Mompiche is a small beach town located on the coast of Ecuador in South America. It is known for its scenic beauty and unique geography, with a long stretch of black sand beach surrounded by lush vegetation and hills.

The area has a rich history, dating back to the indigenous people who lived there before the arrival of the Spanish. Mompiche was a major center for trade and commerce for the indigenous Moche people, and evidence of their presence can still be seen in the form of petroglyphs and other artifacts that have been found in the area.

When the Spanish arrived in the 16th century, they brought with them Christianity and enslaved the indigenous population, forcing them to work in the mines and on the plantations. In the following centuries, the area saw a great deal of economic and social changes, including the growth of fishing and agriculture, as well as the arrival of African slaves who were brought to work on the sugar and cacao plantations.
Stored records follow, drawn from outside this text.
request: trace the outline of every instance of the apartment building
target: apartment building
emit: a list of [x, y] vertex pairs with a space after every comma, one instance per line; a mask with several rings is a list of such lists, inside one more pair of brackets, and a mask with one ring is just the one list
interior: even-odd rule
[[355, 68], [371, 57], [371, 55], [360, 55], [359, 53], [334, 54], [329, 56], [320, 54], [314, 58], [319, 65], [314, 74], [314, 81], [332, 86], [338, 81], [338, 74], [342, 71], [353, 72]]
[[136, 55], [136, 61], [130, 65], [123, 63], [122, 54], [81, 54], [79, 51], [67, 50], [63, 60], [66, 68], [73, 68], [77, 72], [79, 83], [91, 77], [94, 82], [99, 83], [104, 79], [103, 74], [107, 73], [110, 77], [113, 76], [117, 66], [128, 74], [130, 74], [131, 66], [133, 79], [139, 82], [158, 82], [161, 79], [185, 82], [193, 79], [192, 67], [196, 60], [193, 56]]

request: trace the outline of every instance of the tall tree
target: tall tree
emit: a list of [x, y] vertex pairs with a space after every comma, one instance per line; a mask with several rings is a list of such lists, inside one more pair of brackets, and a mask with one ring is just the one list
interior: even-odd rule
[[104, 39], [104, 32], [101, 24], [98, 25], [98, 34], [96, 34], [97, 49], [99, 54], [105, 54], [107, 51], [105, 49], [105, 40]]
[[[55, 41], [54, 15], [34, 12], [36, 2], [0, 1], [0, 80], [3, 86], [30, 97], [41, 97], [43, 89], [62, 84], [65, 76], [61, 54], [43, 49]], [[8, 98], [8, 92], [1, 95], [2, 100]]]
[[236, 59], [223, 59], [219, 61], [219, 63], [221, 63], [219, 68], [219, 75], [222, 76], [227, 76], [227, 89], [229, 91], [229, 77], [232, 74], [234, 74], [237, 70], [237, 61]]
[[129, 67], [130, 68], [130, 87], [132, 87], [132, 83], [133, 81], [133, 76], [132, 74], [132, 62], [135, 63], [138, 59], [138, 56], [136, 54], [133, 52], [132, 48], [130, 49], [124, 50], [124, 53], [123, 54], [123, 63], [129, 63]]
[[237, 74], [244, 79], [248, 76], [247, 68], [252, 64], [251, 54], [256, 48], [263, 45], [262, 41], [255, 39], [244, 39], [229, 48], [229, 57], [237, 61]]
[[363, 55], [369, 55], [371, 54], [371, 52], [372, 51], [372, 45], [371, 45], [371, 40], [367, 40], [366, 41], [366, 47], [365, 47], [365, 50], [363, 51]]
Today, Mompiche is a popular tourist destination, attracting visitors from around the world who come to enjoy its natural beauty and rich cultural heritage. Despite its growing popularity, the town has managed to retain its traditional character, and many of its buildings and structures have been preserved to provide a glimpse into its past.

Location 
Located in the Esmeraldas region of North Western Ecuador, Mompiche is located at the south end of a bay that encompasses the city of San Francisco in the north, Muisne and La Mancha in the center, and Mompiche in the south.